Adversarial Sensor Errors for Safe and Robust Wind Turbine Fleet Control
For wind energy operators, this work provides a method to improve safety and robustness of plant-level control against measurement errors and cyberattacks.
This paper addresses the problem of sensor errors and cyberattacks in wind turbine fleet control by training a plant controller with an adversarial agent. The Arms Race adversarial training approach reduced worst-case power loss from 39% to a 7.9% power gain relative to baseline.

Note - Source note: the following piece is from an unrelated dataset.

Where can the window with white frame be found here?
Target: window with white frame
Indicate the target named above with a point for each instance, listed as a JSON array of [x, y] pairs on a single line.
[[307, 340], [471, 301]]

Plant-level control is an emerging wind energy technology that presents opportunities and challenges. By controlling turbines in a coordinated manner via a central controller, it is possible to achieve greater wind power plant efficiency. However, there is a risk that measurement errors will confound the process, or even that hackers will alter the telemetry signals received by the central controller. This paper presents a framework for developing a safe plant controller by training it with an adversarial agent designed to confound it. This necessitates training the adversary to confound the controller, creating a sort of circular logic or "Arms Race." This paper examines three broad training approaches for co-training the protagonist and adversary, finding that an Arms Race approach yields the best results. These initial results indicate that the Arms Race adversarial training reduced worst-case performance degradation from 39% power loss to 7.9% power gain relative to a baseline operational strategy.